NEW YORK (GenomeWeb) – Plasmodium vivax parasites that infect humans have highly similar genomes to parasites that infect apes, according to a new analysis.
P. vivax causes more than 8 million cases of malaria in humans each year, mostly in Southeast Asia and South America. P. vivax was thought to have emerged in Asia until similar parasites were uncovered in wild chimpanzees and gorillas. This instead suggested an African origin for the parasite, even though P. vivax is largely absent from humans in Africa, due to a genetic variant present among people there.
"Chimpanzees, bonobos, and gorillas all harbor parasites that are close relatives of human P. vivax, but to date our knowledge of these parasites has been limited to a small number of gene fragments," co-senior author Beatrice Hahn from the University of Pennsylvania said in a statement.
She and her colleagues compared the coding regions of P. vivax-like parasites isolated from chimpanzees, gorillas, and humans. As they reported in the Proceedings of the National Academy of Sciences today, they found that P. vivax isolates from African apes and those found in humans from Asia and South America share nearly identical core genomes. This, they said, supports the notion that a P. vivax ancestor once infected both humans and apes in Africa.

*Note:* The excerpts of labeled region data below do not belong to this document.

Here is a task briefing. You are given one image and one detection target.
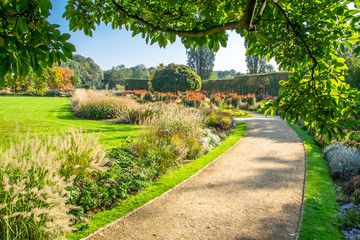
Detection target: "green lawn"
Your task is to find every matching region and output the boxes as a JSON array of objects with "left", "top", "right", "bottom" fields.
[
  {"left": 291, "top": 125, "right": 342, "bottom": 240},
  {"left": 0, "top": 96, "right": 140, "bottom": 148},
  {"left": 66, "top": 123, "right": 247, "bottom": 240}
]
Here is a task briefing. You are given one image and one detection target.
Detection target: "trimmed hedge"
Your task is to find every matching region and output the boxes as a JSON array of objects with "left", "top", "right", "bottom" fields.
[
  {"left": 125, "top": 78, "right": 150, "bottom": 91},
  {"left": 201, "top": 72, "right": 290, "bottom": 96}
]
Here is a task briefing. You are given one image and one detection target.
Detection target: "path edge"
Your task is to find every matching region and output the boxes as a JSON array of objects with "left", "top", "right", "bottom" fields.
[{"left": 80, "top": 122, "right": 249, "bottom": 240}]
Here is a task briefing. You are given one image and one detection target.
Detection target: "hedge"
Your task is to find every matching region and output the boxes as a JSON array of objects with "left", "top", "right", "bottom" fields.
[
  {"left": 125, "top": 78, "right": 150, "bottom": 91},
  {"left": 201, "top": 72, "right": 290, "bottom": 96}
]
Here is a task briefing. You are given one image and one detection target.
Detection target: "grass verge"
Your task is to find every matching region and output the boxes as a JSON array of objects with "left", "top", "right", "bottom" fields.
[
  {"left": 66, "top": 123, "right": 246, "bottom": 240},
  {"left": 0, "top": 96, "right": 140, "bottom": 148},
  {"left": 291, "top": 125, "right": 342, "bottom": 240}
]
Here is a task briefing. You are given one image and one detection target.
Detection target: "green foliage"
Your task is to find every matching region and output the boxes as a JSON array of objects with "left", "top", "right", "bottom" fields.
[
  {"left": 214, "top": 69, "right": 241, "bottom": 79},
  {"left": 64, "top": 0, "right": 360, "bottom": 140},
  {"left": 125, "top": 78, "right": 150, "bottom": 91},
  {"left": 102, "top": 65, "right": 132, "bottom": 89},
  {"left": 206, "top": 111, "right": 234, "bottom": 132},
  {"left": 68, "top": 146, "right": 152, "bottom": 219},
  {"left": 291, "top": 125, "right": 341, "bottom": 240},
  {"left": 186, "top": 46, "right": 215, "bottom": 80},
  {"left": 77, "top": 98, "right": 125, "bottom": 120},
  {"left": 324, "top": 143, "right": 360, "bottom": 181},
  {"left": 66, "top": 123, "right": 246, "bottom": 240},
  {"left": 0, "top": 0, "right": 75, "bottom": 86},
  {"left": 201, "top": 72, "right": 289, "bottom": 96},
  {"left": 60, "top": 54, "right": 104, "bottom": 88},
  {"left": 129, "top": 64, "right": 150, "bottom": 78},
  {"left": 221, "top": 109, "right": 252, "bottom": 118},
  {"left": 244, "top": 42, "right": 274, "bottom": 74},
  {"left": 151, "top": 64, "right": 201, "bottom": 92},
  {"left": 345, "top": 56, "right": 360, "bottom": 89}
]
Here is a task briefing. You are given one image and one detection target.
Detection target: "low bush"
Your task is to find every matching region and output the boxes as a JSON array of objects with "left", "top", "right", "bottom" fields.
[
  {"left": 221, "top": 109, "right": 248, "bottom": 118},
  {"left": 206, "top": 111, "right": 235, "bottom": 132},
  {"left": 334, "top": 203, "right": 360, "bottom": 239},
  {"left": 68, "top": 146, "right": 153, "bottom": 220},
  {"left": 150, "top": 64, "right": 201, "bottom": 93},
  {"left": 323, "top": 143, "right": 360, "bottom": 181},
  {"left": 201, "top": 129, "right": 221, "bottom": 153}
]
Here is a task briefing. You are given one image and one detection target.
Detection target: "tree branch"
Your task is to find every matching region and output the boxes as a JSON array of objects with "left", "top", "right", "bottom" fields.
[
  {"left": 112, "top": 0, "right": 257, "bottom": 37},
  {"left": 272, "top": 1, "right": 318, "bottom": 66}
]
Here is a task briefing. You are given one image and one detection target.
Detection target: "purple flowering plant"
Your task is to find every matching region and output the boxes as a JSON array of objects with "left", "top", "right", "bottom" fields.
[{"left": 334, "top": 203, "right": 360, "bottom": 240}]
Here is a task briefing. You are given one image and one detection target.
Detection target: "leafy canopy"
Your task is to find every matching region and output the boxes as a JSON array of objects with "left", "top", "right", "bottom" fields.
[
  {"left": 0, "top": 0, "right": 360, "bottom": 139},
  {"left": 64, "top": 0, "right": 360, "bottom": 140},
  {"left": 186, "top": 46, "right": 215, "bottom": 80}
]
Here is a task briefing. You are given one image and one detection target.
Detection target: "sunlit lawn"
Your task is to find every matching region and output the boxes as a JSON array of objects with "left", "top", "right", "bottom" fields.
[{"left": 0, "top": 96, "right": 139, "bottom": 148}]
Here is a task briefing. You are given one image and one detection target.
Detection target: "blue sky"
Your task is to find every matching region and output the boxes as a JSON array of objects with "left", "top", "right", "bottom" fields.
[{"left": 48, "top": 0, "right": 250, "bottom": 73}]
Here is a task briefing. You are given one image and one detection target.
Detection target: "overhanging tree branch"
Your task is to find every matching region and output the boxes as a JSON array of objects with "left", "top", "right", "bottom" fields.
[{"left": 112, "top": 0, "right": 257, "bottom": 37}]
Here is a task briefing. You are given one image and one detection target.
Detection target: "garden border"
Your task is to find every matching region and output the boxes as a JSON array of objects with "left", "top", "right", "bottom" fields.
[
  {"left": 66, "top": 122, "right": 247, "bottom": 240},
  {"left": 289, "top": 124, "right": 341, "bottom": 240}
]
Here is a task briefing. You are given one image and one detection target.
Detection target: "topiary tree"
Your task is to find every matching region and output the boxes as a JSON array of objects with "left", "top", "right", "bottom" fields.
[{"left": 150, "top": 63, "right": 201, "bottom": 92}]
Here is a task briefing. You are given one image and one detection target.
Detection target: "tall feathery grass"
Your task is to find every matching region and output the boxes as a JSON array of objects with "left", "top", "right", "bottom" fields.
[
  {"left": 0, "top": 130, "right": 107, "bottom": 240},
  {"left": 71, "top": 90, "right": 140, "bottom": 120}
]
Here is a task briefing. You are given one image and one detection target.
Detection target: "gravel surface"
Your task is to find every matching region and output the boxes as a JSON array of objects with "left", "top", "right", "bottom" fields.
[{"left": 86, "top": 114, "right": 305, "bottom": 240}]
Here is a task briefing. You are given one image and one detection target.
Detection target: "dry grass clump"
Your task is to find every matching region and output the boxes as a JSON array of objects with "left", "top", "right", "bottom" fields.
[
  {"left": 71, "top": 90, "right": 139, "bottom": 120},
  {"left": 0, "top": 130, "right": 107, "bottom": 240},
  {"left": 0, "top": 134, "right": 73, "bottom": 240},
  {"left": 134, "top": 104, "right": 205, "bottom": 174}
]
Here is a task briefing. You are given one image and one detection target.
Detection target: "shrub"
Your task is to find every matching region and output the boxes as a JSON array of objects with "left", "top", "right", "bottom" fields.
[
  {"left": 206, "top": 111, "right": 235, "bottom": 132},
  {"left": 0, "top": 136, "right": 73, "bottom": 240},
  {"left": 134, "top": 104, "right": 204, "bottom": 173},
  {"left": 222, "top": 109, "right": 247, "bottom": 117},
  {"left": 324, "top": 143, "right": 360, "bottom": 180},
  {"left": 68, "top": 146, "right": 152, "bottom": 219},
  {"left": 144, "top": 92, "right": 153, "bottom": 102},
  {"left": 201, "top": 129, "right": 221, "bottom": 153},
  {"left": 181, "top": 91, "right": 206, "bottom": 108},
  {"left": 334, "top": 203, "right": 360, "bottom": 239},
  {"left": 151, "top": 64, "right": 201, "bottom": 93},
  {"left": 124, "top": 104, "right": 159, "bottom": 124},
  {"left": 349, "top": 131, "right": 360, "bottom": 142},
  {"left": 134, "top": 131, "right": 187, "bottom": 176}
]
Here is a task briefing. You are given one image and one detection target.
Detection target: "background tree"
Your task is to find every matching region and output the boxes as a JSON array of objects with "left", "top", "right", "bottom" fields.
[
  {"left": 244, "top": 42, "right": 274, "bottom": 74},
  {"left": 60, "top": 54, "right": 104, "bottom": 88},
  {"left": 102, "top": 65, "right": 133, "bottom": 89},
  {"left": 0, "top": 0, "right": 360, "bottom": 140},
  {"left": 0, "top": 0, "right": 75, "bottom": 84},
  {"left": 186, "top": 46, "right": 215, "bottom": 80},
  {"left": 150, "top": 64, "right": 201, "bottom": 92},
  {"left": 130, "top": 64, "right": 150, "bottom": 78}
]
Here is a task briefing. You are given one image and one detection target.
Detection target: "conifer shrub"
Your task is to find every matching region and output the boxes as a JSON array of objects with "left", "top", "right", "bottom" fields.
[{"left": 150, "top": 64, "right": 201, "bottom": 93}]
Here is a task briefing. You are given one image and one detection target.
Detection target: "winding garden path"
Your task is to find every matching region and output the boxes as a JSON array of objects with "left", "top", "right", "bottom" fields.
[{"left": 87, "top": 114, "right": 305, "bottom": 240}]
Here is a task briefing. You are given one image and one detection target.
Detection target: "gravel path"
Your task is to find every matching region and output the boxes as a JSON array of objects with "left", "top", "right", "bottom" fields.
[{"left": 87, "top": 114, "right": 305, "bottom": 240}]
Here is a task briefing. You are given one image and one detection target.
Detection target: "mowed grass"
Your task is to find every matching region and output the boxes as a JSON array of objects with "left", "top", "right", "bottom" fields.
[
  {"left": 66, "top": 122, "right": 247, "bottom": 240},
  {"left": 291, "top": 125, "right": 342, "bottom": 240},
  {"left": 0, "top": 96, "right": 140, "bottom": 148}
]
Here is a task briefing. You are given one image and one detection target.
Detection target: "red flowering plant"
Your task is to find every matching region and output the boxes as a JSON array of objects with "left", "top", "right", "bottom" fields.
[
  {"left": 181, "top": 91, "right": 206, "bottom": 108},
  {"left": 241, "top": 93, "right": 256, "bottom": 106},
  {"left": 210, "top": 92, "right": 225, "bottom": 107}
]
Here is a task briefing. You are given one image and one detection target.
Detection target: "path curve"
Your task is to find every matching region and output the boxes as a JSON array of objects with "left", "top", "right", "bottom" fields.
[{"left": 86, "top": 114, "right": 305, "bottom": 240}]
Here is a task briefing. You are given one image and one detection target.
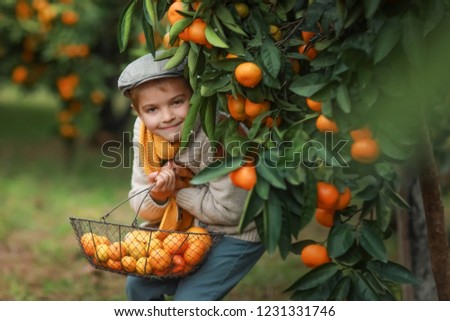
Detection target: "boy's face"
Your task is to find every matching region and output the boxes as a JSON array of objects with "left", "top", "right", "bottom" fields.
[{"left": 132, "top": 77, "right": 192, "bottom": 142}]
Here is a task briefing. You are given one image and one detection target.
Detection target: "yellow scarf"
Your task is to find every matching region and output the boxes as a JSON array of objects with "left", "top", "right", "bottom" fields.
[{"left": 139, "top": 123, "right": 193, "bottom": 230}]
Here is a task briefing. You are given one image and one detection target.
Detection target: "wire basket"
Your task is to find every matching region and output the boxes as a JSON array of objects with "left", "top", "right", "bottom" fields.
[{"left": 70, "top": 187, "right": 220, "bottom": 278}]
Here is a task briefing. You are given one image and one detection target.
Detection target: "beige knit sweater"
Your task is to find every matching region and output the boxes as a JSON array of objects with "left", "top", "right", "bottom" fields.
[{"left": 129, "top": 118, "right": 260, "bottom": 242}]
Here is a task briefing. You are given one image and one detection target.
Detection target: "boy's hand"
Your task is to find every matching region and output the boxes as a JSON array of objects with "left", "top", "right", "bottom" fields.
[
  {"left": 148, "top": 162, "right": 176, "bottom": 204},
  {"left": 173, "top": 164, "right": 194, "bottom": 191}
]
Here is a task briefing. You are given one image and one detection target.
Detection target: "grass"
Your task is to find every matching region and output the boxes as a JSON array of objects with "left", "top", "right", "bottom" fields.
[{"left": 0, "top": 90, "right": 450, "bottom": 301}]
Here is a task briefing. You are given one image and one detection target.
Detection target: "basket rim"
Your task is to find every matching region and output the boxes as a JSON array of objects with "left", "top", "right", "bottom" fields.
[{"left": 69, "top": 216, "right": 222, "bottom": 236}]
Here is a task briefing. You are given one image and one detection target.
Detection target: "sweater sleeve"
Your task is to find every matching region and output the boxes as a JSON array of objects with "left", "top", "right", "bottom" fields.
[
  {"left": 177, "top": 175, "right": 248, "bottom": 226},
  {"left": 128, "top": 118, "right": 167, "bottom": 224},
  {"left": 177, "top": 127, "right": 248, "bottom": 226}
]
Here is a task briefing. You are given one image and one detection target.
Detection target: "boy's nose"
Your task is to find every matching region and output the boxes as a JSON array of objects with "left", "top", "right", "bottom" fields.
[{"left": 163, "top": 108, "right": 175, "bottom": 122}]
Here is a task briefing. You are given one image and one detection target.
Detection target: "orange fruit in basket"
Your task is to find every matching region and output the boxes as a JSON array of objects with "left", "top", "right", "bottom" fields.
[
  {"left": 162, "top": 233, "right": 188, "bottom": 255},
  {"left": 187, "top": 226, "right": 212, "bottom": 250},
  {"left": 95, "top": 244, "right": 109, "bottom": 262},
  {"left": 148, "top": 249, "right": 172, "bottom": 271},
  {"left": 106, "top": 259, "right": 122, "bottom": 271},
  {"left": 136, "top": 256, "right": 153, "bottom": 275},
  {"left": 121, "top": 255, "right": 136, "bottom": 272},
  {"left": 172, "top": 254, "right": 186, "bottom": 273},
  {"left": 127, "top": 241, "right": 147, "bottom": 260},
  {"left": 147, "top": 239, "right": 163, "bottom": 255},
  {"left": 123, "top": 230, "right": 151, "bottom": 243},
  {"left": 80, "top": 233, "right": 98, "bottom": 256},
  {"left": 183, "top": 239, "right": 208, "bottom": 265},
  {"left": 107, "top": 242, "right": 127, "bottom": 261}
]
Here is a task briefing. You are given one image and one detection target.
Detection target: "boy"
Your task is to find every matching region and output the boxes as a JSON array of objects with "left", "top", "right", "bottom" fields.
[{"left": 118, "top": 54, "right": 264, "bottom": 301}]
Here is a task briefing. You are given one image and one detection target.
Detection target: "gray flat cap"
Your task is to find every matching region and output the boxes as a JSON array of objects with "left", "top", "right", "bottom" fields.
[{"left": 118, "top": 54, "right": 184, "bottom": 97}]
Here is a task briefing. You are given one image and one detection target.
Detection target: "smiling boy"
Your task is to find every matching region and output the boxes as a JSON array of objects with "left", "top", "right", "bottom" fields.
[{"left": 118, "top": 54, "right": 265, "bottom": 300}]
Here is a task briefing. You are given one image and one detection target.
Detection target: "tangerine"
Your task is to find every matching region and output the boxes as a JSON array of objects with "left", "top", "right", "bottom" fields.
[
  {"left": 316, "top": 115, "right": 339, "bottom": 133},
  {"left": 300, "top": 244, "right": 331, "bottom": 269},
  {"left": 244, "top": 99, "right": 270, "bottom": 118},
  {"left": 317, "top": 182, "right": 339, "bottom": 210},
  {"left": 227, "top": 95, "right": 247, "bottom": 121},
  {"left": 187, "top": 18, "right": 208, "bottom": 45},
  {"left": 350, "top": 127, "right": 373, "bottom": 141},
  {"left": 306, "top": 97, "right": 322, "bottom": 113},
  {"left": 148, "top": 249, "right": 172, "bottom": 271},
  {"left": 336, "top": 187, "right": 352, "bottom": 210},
  {"left": 163, "top": 233, "right": 188, "bottom": 255},
  {"left": 136, "top": 256, "right": 153, "bottom": 275},
  {"left": 167, "top": 2, "right": 186, "bottom": 25},
  {"left": 350, "top": 138, "right": 380, "bottom": 164},
  {"left": 234, "top": 61, "right": 263, "bottom": 88},
  {"left": 298, "top": 44, "right": 318, "bottom": 60},
  {"left": 229, "top": 165, "right": 257, "bottom": 191}
]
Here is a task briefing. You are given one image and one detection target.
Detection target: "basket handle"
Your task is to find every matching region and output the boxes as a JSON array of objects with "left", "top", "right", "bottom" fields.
[{"left": 101, "top": 183, "right": 155, "bottom": 227}]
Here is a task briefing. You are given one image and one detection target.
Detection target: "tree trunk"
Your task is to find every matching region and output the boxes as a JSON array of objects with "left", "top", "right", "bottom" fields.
[
  {"left": 418, "top": 118, "right": 450, "bottom": 301},
  {"left": 397, "top": 166, "right": 438, "bottom": 301}
]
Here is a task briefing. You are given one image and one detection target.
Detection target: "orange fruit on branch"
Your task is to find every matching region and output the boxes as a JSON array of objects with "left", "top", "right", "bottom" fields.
[
  {"left": 317, "top": 182, "right": 339, "bottom": 210},
  {"left": 300, "top": 244, "right": 331, "bottom": 268},
  {"left": 306, "top": 97, "right": 322, "bottom": 113},
  {"left": 350, "top": 127, "right": 373, "bottom": 141},
  {"left": 298, "top": 44, "right": 319, "bottom": 60},
  {"left": 187, "top": 18, "right": 208, "bottom": 45},
  {"left": 244, "top": 99, "right": 270, "bottom": 118},
  {"left": 336, "top": 187, "right": 352, "bottom": 210},
  {"left": 314, "top": 208, "right": 334, "bottom": 227},
  {"left": 227, "top": 95, "right": 247, "bottom": 121},
  {"left": 229, "top": 164, "right": 257, "bottom": 190},
  {"left": 350, "top": 138, "right": 380, "bottom": 164},
  {"left": 234, "top": 61, "right": 263, "bottom": 88}
]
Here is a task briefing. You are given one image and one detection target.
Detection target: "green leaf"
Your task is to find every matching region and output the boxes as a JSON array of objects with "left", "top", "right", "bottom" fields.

The researchers used a nested PCR approach to screen for Plasmodium in leftover blood samples taken from chimpanzees during routine health checks at a center in Cameroon. From this, they identified, amplified, and sequenced the full genomes of two ape P. vivax parasites.
The researchers also amassed partial genome sequencing data from P. vivax isolated from two chimpanzees from Côte d'Ivoire and from a western lowland gorilla from Cameroon, as well as additional P. vivax reads they identified from a database of sequences found in apes with malaria.
When they compared the ape sequences to two human P. vivax reference genomes as well as seven other P. vivax strains isolated from humans, the researchers found that the chimpanzee strains were more genetically diverse. The two sequenced chimpanzee strains differed from each other at 0.6 percent of sites and from the two human references strains at an average 2.2 percent of sites.
Through a phylogenetic analysis, the researchers found the human P. vivax strains formed a monophyletic lineage that either falls within the ape lineage or as a sister group to the ape lineage.
Despite this close relationship, the researchers noted that the ape parasites have about 10 times the neutral genetic diversity as the human parasites, while the human parasites have increased numbers of nonsynonymous nucleotide polymorphisms. This could reflect that the human parasites experienced a severe genetic bottleneck, followed by population expansion. That bottleneck, the researchers said, could have occurred when an ancestral P. vivax made the leap from infecting apes to infecting humans or, if the ancestral parasite infected both, when P. vivax migrated out of Africa with humans and the population may have undergone rapid population growth as it spread outside Africa.
The researchers also found no host-specific barriers affecting red blood cell invasion. They did find that three reticulocyte-binding protein, or RBP, genes that underwent pseudogenization in the human-infecting parasites. But, a series of binding studies showed no differences in binding to human, chimpanzee, or gorilla erythrocytes, indicating that, perhaps, there are no host-specific barriers.
It's unclear, they added, whether the populations have become separate species, which could have ramifications for malaria eradication campaigns.
"Since parasites very similar to human P. vivax infect a large number of wild-living apes, we need to be aware that there could be spillover into humans," co-senior author Paul Sharp from the University of Edinburgh said in a statement.